This recipe is my attempt to match the side salad that I used to get from a unique little roast-chicken-and-sides restaurant in Venice Beach, CA. It was called California Roasters and I’m sorry that it’s not still there because they were awesome. When I can take a little more time, I have a long, involved story that I want to share about an important day back in the summer of 2000 where a takeout dinner from California Roasters played a part. My summer project – if I declare it, I have to do it, right?

Why drag credit into this? Because in the midst of all our regular summer activities, I’ve been getting a steady stream of cell phone notifications about compromised passwords and pieces of physical mail about another damn data breach that is likely affecting me and my data right now. I’m guessing that I’m not alone. These data breaches are so pervasive and our delicate private information is poorly protected it’s easy to feel like there’s nothing that can be done about keeping identity thieves out of our drawers. There is one tactic you can put into practice quickly that is a solid tool that I strongly recommend: set up a permanent credit freeze.

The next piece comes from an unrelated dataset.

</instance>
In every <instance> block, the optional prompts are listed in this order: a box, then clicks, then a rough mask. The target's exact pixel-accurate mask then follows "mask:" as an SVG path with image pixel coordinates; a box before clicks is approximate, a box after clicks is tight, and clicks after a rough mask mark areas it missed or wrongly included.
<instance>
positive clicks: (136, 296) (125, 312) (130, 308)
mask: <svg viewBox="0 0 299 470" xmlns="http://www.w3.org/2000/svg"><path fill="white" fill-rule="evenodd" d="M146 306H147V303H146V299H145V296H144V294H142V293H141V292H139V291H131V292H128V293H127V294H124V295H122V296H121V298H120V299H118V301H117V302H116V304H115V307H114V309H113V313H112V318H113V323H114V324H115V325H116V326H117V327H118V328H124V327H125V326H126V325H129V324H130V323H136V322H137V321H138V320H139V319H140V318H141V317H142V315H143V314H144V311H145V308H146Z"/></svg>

You actually have to set up three credit freezes, via the websites of each of the big three credit bureaus, Experian, Equifax and Transunion. You know, the people who will gladly protect you from themselves for a fee, or for free for a year because they failed to protect you last time? Their addresses are handy in all these data breach letters that have been arriving in my mailbox but keeping your credit in a perpetually frozen state means that no one can open up a Macy’s card or apply for an apartment or line of credit in your name.

Yes, it’s a little bit of a pain to have to go onto these three sites and unfreeze them every time you want to do something like apply for an apartment or a job, or get a Macy’s card, but it is so much better than the alternative. I’ve had to unfreeze my credit lately, and you can set the “unfreeze” for a timed period so that you don’t have to go back onto the sites to reset the freeze. This is different than a credit lock, and there is no charge to do the freeze/unfreeze. Each of these credit bureaus has a different way of verifying you and validating you, and there is one where I can never pass my own identity test. It’s a little disconcerting because I feel like there is someone out there who can pass my identity test because they are pros at that sort of thing.

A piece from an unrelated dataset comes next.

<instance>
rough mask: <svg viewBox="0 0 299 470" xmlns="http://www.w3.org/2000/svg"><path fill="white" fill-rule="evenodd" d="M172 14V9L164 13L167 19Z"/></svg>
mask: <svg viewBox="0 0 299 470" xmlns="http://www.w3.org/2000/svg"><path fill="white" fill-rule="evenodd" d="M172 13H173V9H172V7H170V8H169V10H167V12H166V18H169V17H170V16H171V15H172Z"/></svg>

So that’s the end of my brief lecture on credit freezes. It’s my hope that most of you already got that memo and are doing this too, as a matter of course. But if I can convince one person who has their credit exposed at room temperature to handle that housekeeping task pronto, then I will be satisfied. With all the time you’ll save making this simple yet classic little side salad, you can find 20-30 minutes to go onto the Equifax, Transunion and Experian websites and set up the freezes. You will have the right to feel very virtuous when you are done.

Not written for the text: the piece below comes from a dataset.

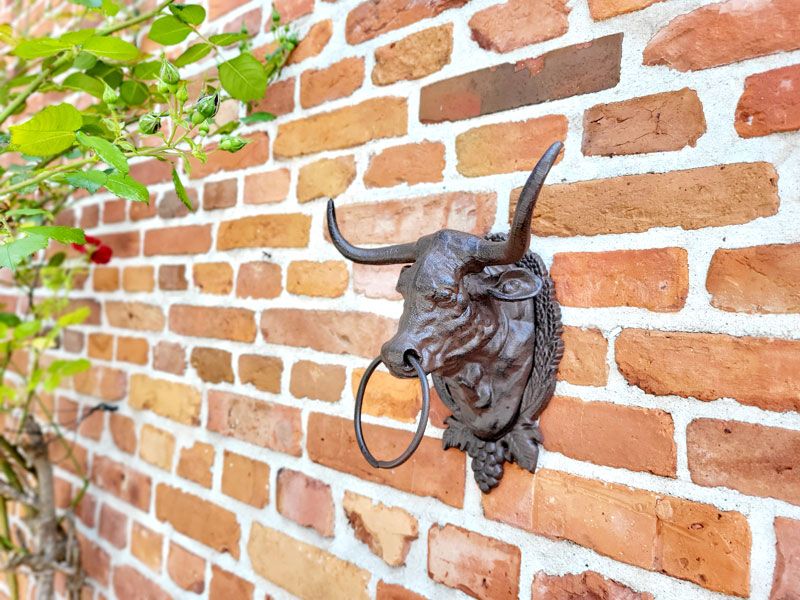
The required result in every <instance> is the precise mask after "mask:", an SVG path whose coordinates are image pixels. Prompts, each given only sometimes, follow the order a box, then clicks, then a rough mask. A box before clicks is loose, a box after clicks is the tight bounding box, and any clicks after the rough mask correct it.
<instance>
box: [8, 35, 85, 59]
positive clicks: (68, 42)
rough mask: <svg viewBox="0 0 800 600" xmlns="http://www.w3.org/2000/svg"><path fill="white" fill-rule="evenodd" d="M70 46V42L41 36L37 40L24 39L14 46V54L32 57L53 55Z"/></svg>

Happy Independence Day weekend!

CORN SALAD

Ingredients

2 leftover ears of corn, kernels cut off the cobb

1 red, orange or yellow pepper, diced

1 green onion sliced thin, or 2 tbsp red onion, diced

1/3 cucumber, diced (approx. 1/2 – 2/3 cup)

1/4 cup green beans, if available, cooked or uncooked, sliced into thin rounds – 10 beans or so

2 Tbsp. white balsamic vinegar

1 Tbsp. Virgin Olive Oil

1 Tbsp. of your favorite bottled Italian or vinaigrette dressing

1/3 tsp. celery seed

Dash white pepper

INSTRUCTIONS

Marinate the diced cucumber in the vinaigrette dressing in a separate bowl.

Combine all the other ingredients in medium sized bowl and let marinate for an hour or more. Add cucumbers to the corn salad mixture before serving. Salt and pepper to taste.